Faßt man die verschiedenen Charakterzüge dieses eigenartigen Königs zusammen, so findet man, daß er mehr tapfer als geschickt, mehr tätig als klug, mehr seinen Leidenschaften unterworfen als seinem wahren Vorteil zugetan war. Ebenso kühn wie Hannibal, aber weniger schlau, mehr dem Pyrrhus als Alexander ähnlich, glänzend wie Condé bei Rocroy (1643), Freiburg (1644) und Nördlingen (1645)1, aber niemals mit Turenne zu vergleichen, noch so bewundernswert wie dieser in den Schlachten bei Gien (1652), in den Dünen unweit Dünkirchen (1658), bei Kolmar2 und besonders in seinen beiden letzten Feldzügen3.

Welchen Glanz auch die Taten unsres berühmten Helden verbreiten, man darf ihn doch nur mit Vorsicht nachahmen. Je mehr er blendet, desto geeigneter ist er, die leichtfertige, brausende Jugend irrezuführen. Ihr kann man nicht genug einschärfen, daß Tapferkeit ohne Klugheit nichts ist und daß ein berechnender Kopf auf die Dauer über tollkühne Verwegenheit siegt.

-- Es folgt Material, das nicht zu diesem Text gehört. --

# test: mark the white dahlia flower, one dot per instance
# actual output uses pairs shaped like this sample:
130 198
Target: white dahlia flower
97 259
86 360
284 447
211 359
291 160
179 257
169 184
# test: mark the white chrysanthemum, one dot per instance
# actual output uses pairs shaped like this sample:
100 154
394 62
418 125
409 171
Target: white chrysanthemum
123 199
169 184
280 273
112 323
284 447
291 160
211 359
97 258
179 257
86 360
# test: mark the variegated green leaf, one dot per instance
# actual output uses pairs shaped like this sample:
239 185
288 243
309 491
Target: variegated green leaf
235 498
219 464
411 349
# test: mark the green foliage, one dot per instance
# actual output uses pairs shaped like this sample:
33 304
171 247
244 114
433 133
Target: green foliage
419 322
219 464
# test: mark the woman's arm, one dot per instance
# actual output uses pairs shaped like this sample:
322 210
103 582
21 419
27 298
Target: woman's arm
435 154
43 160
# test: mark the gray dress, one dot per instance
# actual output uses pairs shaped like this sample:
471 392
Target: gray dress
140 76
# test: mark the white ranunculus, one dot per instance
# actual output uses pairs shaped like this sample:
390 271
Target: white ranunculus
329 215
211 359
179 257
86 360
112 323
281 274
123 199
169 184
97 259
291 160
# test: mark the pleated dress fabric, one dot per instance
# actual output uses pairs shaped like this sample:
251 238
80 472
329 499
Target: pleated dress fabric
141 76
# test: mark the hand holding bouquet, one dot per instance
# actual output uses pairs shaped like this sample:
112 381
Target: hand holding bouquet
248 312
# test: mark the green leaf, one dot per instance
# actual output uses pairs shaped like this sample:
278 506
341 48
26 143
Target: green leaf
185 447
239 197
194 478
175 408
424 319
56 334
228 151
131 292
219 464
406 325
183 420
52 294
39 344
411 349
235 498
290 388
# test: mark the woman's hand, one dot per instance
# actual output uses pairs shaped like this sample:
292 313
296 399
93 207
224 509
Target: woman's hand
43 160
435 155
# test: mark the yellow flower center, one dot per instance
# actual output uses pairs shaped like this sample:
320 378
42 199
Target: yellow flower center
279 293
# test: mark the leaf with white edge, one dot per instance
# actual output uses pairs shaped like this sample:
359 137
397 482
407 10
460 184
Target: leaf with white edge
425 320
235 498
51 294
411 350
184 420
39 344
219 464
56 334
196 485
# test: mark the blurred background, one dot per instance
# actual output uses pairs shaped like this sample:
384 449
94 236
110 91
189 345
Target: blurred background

Ein vollkommener Feldherr müßte den Mut, die Ausdauer und die Tatkraft Karls XII., den Blick und die politische Klugheit Marlboroughs, die Pläne, Hilfsmittel und Fähigkeiten des Prinzen Eugen, die List Luxemburgs, die Klugheit, Methode und Umsicht Montecuccolis mit der Gabe Turennes, den Augenblick zu erfassen, vereinigen. Aber ich glaube, dieser stolze Phönix wird nie erscheinen. Man behauptet, Karl XII. habe sich an Alexander gebildet. Trifft das zu, so hat Karl XII. den Prinzen Karl Eduard4 geschaffen. Sollte es der Zufall fügen, daß dieser einen andren hervorbringt, so kann das höchstens ein Don Quichotte sein.


1 Die Schlacht wird meist nach dem bei Nördlingen gelegenen Altersheim benannt.

2 Vgl. S. 83 .192f. 213.

3 Vgl. S. 352.

4 Karl Eduard, Sohn des Prätendenten Jakob Eduard Stuart, fiel 1745 tollkühn in Schottland ein, ward aber 1746 bei Culloden geschlagen (vgl. Bd. II, S. 244 f.).